What percentage of the GPT-3 training data was books?
Hashtags
Save a link to this article
Discussion of the topic – OpenAI destroyed books for teaching GPT-3: Literary scandal
OpenAI removed two huge datasets “books1” and “books2” containing over 100,000 published books that were used to train the GPT-3 model. This prompted a lawsuit from the Authors Guild for copyright infringement.
Latest comments
8 comments
Write a comment
Your email address will not be published. Required fields are checked *
AndreeBellamy
You have no idea how serious this is! Using someone else's copyrighted content without permission is not only a violation of the law, but also a blow to the creative industry 😡 Writers spend years creating their work and are entitled to fair compensation.
AlexanderFischer
Andre is right. This is a matter of respect for intellectual property.
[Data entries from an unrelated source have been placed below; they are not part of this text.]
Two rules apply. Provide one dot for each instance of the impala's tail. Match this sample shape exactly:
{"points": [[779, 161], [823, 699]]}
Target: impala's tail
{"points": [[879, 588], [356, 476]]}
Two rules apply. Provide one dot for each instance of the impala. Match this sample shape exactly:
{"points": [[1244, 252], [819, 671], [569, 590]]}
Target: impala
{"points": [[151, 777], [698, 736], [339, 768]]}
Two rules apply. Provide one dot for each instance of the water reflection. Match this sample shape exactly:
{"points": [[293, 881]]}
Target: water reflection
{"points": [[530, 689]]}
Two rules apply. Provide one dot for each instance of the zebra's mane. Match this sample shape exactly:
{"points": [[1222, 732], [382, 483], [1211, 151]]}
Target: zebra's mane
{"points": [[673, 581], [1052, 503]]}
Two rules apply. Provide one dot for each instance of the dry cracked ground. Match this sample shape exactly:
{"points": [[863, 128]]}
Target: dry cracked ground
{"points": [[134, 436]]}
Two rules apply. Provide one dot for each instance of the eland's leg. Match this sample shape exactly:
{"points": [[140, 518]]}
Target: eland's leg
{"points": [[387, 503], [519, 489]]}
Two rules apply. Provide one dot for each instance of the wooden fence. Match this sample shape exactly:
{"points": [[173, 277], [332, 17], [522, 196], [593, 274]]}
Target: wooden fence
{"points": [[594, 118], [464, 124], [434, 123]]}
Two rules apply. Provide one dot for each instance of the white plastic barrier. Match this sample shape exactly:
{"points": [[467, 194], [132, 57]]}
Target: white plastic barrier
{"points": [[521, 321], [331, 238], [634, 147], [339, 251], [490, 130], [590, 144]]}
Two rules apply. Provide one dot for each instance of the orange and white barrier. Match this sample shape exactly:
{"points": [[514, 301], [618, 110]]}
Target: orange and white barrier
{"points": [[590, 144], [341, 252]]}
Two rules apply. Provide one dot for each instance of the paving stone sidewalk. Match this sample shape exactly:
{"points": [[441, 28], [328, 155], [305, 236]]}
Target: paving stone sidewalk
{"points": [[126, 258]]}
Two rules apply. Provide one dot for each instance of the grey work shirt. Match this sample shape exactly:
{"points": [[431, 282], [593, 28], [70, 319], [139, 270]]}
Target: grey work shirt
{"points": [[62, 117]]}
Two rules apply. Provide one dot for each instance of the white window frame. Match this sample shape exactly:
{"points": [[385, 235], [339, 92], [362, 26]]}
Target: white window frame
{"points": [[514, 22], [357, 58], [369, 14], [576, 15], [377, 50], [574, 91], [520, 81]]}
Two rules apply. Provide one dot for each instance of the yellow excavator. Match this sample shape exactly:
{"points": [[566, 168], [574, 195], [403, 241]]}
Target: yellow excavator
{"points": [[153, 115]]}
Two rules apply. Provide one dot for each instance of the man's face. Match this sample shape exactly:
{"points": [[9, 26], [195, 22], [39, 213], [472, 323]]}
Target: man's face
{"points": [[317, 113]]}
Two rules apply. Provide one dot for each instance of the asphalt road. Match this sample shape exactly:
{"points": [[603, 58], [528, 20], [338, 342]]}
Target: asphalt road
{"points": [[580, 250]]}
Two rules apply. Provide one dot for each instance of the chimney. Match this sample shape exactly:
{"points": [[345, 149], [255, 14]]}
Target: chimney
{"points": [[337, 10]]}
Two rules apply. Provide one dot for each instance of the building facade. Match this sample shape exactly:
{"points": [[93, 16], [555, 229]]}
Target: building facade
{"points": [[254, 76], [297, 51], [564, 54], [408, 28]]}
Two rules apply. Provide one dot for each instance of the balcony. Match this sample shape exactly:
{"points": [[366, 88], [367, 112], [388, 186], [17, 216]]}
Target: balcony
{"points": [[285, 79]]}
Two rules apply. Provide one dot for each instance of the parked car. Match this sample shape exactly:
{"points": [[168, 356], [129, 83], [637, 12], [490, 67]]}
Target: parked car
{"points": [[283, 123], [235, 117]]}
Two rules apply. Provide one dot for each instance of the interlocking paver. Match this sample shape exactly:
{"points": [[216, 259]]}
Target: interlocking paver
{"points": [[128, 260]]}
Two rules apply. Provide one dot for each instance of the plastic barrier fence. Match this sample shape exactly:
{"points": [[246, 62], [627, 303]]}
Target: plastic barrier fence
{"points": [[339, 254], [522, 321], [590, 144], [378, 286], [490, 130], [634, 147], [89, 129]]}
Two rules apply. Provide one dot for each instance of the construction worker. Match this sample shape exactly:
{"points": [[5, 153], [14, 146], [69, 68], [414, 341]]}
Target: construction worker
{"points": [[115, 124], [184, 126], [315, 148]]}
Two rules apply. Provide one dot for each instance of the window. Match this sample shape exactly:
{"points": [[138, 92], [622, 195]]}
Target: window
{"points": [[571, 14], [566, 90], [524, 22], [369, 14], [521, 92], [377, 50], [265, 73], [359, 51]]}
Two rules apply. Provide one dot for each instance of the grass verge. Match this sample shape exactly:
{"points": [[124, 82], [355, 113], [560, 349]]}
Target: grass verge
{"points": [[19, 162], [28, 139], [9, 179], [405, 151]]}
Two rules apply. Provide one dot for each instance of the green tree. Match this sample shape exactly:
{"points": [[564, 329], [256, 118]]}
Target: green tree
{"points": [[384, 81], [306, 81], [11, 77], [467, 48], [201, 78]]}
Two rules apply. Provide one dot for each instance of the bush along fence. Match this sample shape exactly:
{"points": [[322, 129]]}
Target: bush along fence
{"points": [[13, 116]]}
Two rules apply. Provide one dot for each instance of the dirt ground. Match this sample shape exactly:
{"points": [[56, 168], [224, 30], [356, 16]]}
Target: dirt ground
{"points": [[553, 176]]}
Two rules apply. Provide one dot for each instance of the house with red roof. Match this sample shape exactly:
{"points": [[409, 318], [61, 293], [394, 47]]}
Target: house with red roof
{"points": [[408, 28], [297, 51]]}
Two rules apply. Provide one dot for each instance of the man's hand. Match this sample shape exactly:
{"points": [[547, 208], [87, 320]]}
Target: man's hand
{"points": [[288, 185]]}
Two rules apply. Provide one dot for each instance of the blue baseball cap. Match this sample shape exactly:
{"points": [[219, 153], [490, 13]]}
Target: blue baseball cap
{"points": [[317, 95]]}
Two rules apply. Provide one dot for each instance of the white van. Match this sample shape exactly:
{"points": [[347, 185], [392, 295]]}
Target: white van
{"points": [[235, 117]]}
Large companies like OpenAI should lead by example and not violate copyrights 💁♂️ While I understand their desire to innovate, they should find legal ways to obtain data.
MariaSolari
Look, on the one hand, I understand OpenAI's desire to use the highest quality data possible to train their models 🤖 But on the other hand, they really should have gotten permission from the authors before using their work. After all, intellectual property is sacred.
GrzegorzNowak
Hmm, what if we offer a compromise solution? 🤔 OpenAI could enter into agreements with publishers and pay royalties for the use of books in its data sets. This way, the authors will receive a reward, and AI technologies will be able to develop further.
VictorGrumpyOld
Again these modern things and technologies! 😠 In my time, people simply read books, and did not use them to train some kind of AI models. All this noise around neural networks and artificial intelligence is just big hype and a waste of time. What's wrong with ordinary reading and studying literature?
SofiaBorges
Hey, old Victor, don't be such a grump! 🙃 Technology is moving forward, and we must keep up with the times. AI can bring many benefits if it is developed responsibly and respects copyrights. You just need to find a balance between innovation and intellectual property protection.
PabloSanchez
Don't forget that AI models trained on books can ultimately help authors with their creativity 💡 Imagine how much easier a writer's job would be if AI generated plot ideas, character ideas, and even rough drafts of text. Of course, provided that the rights of the authors are protected.
AnnaPawlak
Very interesting question! 🧐 On the one hand, using copyrighted works without permission is wrong. But on the other hand, if this data helps develop AI that could benefit society in the future, isn't that worth the cost? 🤔 We need to find a reasonable compromise.